The script uses the typer library to create a simple and intuitive CLI. The following commands are available:

 Usage: manage.py [OPTIONS] COMMAND [ARGS]...

╭─ Options ───────────────────────────────────────────────────────────────────────────────────────────────────────────────────────╮
│ --install-completion          Install completion for the current shell.                                                         │
│ --show-completion             Show completion for the current shell, to copy it or customize the installation.                  │
│ --help                        Show this message and exit.                                                                       │
╰─────────────────────────────────────────────────────────────────────────────────────────────────────────────────────────────────╯
╭─ Commands ──────────────────────────────────────────────────────────────────────────────────────────────────────────────────────╮
│ db-down   Stop the PostgreSQL database.                                                                                         │
│ db-up     Start the PostgreSQL database with Docker Compose.                                                                    │
│ env       Show the command to activate the Conda environment.                                                                   │
│ init      Initialize Git and install dependencies with Conda.                                                                   │
│ tests     Run tests with pytest.                                                                                                │
╰─────────────────────────────────────────────────────────────────────────────────────────────────────────────────────────────────╯

Running the Script

To use this script, save it as a .py file in your project directory and execute it with the desired command.
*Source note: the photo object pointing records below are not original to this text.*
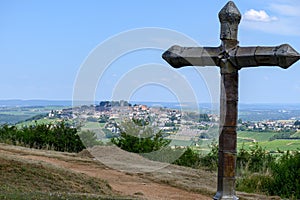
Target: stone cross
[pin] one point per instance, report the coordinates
(230, 57)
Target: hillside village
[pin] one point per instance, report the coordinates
(177, 124)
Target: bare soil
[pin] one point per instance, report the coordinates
(129, 174)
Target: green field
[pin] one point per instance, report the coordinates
(262, 139)
(255, 136)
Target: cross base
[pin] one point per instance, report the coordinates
(219, 196)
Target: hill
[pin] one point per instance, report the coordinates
(37, 174)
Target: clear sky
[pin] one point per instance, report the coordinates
(44, 46)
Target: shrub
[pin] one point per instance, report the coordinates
(137, 138)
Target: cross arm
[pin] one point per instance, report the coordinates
(283, 56)
(178, 56)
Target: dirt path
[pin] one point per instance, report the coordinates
(125, 183)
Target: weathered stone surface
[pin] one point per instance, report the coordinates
(230, 58)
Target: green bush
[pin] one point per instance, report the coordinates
(286, 174)
(137, 138)
(59, 137)
(189, 159)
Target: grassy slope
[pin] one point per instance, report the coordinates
(263, 140)
(21, 179)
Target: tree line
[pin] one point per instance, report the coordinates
(58, 137)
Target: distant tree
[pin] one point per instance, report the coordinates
(297, 123)
(204, 118)
(89, 138)
(139, 139)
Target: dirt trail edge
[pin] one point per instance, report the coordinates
(125, 183)
(169, 182)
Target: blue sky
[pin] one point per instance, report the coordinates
(44, 46)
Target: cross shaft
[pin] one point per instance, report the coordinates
(230, 58)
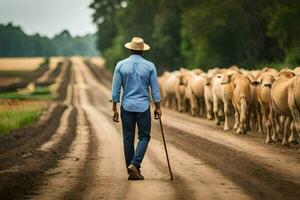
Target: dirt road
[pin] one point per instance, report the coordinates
(207, 162)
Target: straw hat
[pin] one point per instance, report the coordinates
(137, 44)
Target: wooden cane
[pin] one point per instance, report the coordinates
(165, 145)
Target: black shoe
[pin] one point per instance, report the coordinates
(134, 173)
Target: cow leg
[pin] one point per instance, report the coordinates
(259, 119)
(201, 106)
(270, 122)
(208, 109)
(226, 112)
(236, 117)
(193, 105)
(216, 110)
(296, 122)
(286, 131)
(278, 126)
(294, 136)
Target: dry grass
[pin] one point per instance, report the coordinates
(17, 114)
(54, 61)
(11, 104)
(97, 61)
(20, 64)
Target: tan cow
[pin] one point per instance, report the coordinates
(175, 88)
(208, 96)
(227, 92)
(241, 101)
(162, 86)
(297, 70)
(195, 94)
(285, 97)
(265, 82)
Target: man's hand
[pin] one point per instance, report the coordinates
(115, 116)
(157, 113)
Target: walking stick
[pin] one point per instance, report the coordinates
(165, 145)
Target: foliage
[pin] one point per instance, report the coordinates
(40, 93)
(193, 33)
(15, 43)
(14, 119)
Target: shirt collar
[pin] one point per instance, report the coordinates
(135, 56)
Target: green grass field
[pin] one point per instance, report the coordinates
(13, 119)
(40, 93)
(16, 116)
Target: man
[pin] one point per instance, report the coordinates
(135, 75)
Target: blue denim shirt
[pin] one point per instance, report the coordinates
(135, 74)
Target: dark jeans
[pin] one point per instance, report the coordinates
(129, 121)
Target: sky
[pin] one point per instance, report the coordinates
(48, 17)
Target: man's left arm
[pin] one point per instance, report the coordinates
(116, 90)
(155, 93)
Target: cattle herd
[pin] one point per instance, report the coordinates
(265, 100)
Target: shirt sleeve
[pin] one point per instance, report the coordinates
(117, 83)
(154, 85)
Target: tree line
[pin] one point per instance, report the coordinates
(15, 43)
(205, 33)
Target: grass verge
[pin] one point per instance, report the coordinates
(40, 93)
(18, 116)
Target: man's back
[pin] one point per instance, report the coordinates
(135, 74)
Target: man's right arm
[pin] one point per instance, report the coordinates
(155, 93)
(116, 90)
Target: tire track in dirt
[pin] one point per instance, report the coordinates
(181, 187)
(23, 177)
(260, 175)
(66, 175)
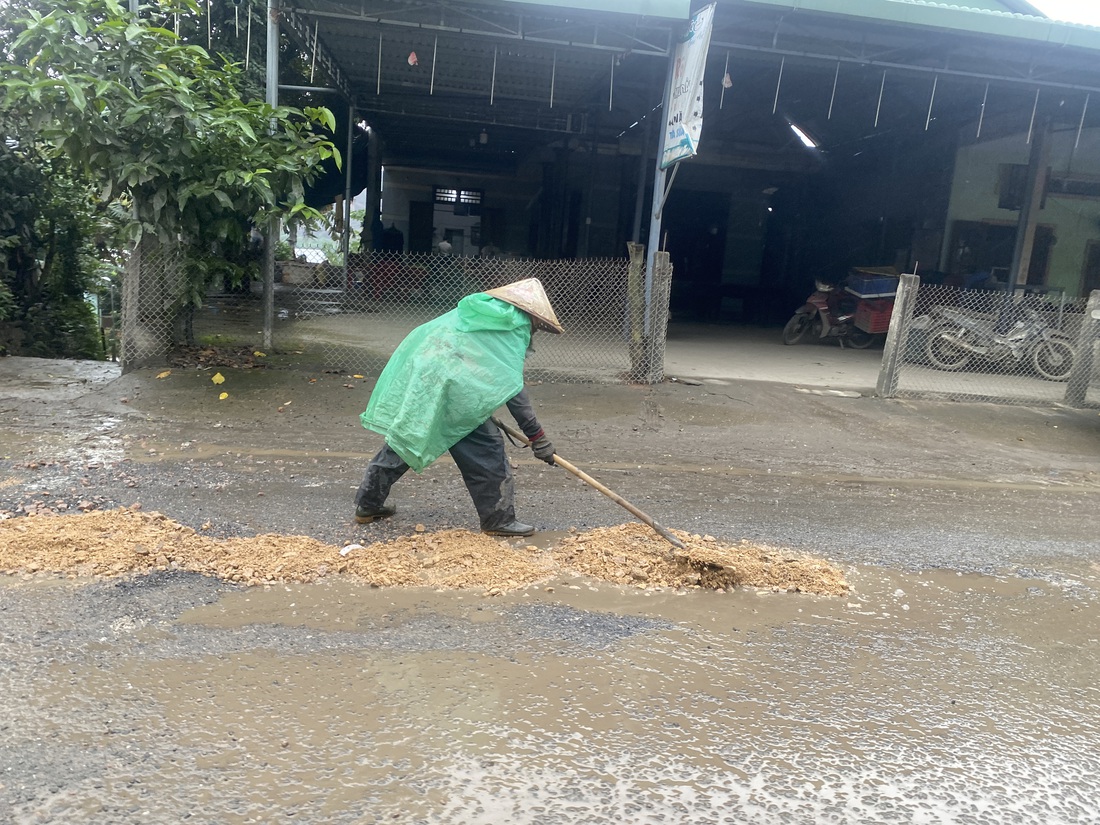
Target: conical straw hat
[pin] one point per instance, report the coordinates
(529, 296)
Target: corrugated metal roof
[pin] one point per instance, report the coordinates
(958, 18)
(670, 9)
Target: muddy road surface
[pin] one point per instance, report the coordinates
(957, 682)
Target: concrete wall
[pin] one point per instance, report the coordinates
(1076, 220)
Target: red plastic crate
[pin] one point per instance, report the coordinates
(872, 315)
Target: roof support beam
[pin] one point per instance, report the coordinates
(601, 39)
(1030, 81)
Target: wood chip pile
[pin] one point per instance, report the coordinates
(124, 541)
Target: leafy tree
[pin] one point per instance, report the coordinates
(155, 123)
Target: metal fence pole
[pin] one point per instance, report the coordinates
(897, 334)
(1077, 387)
For example:

python manage.py init

This will initialize the Git repository and install all dependencies.

Error Handling

The script handles errors primarily through the run_command function. If a command fails, an error message is printed, and the script exits with the appropriate return code.

Customization

The script can be customized by modifying the commands executed in the run_command function or by adding new typer commands. The typer library makes it easy to extend the CLI with additional functionality.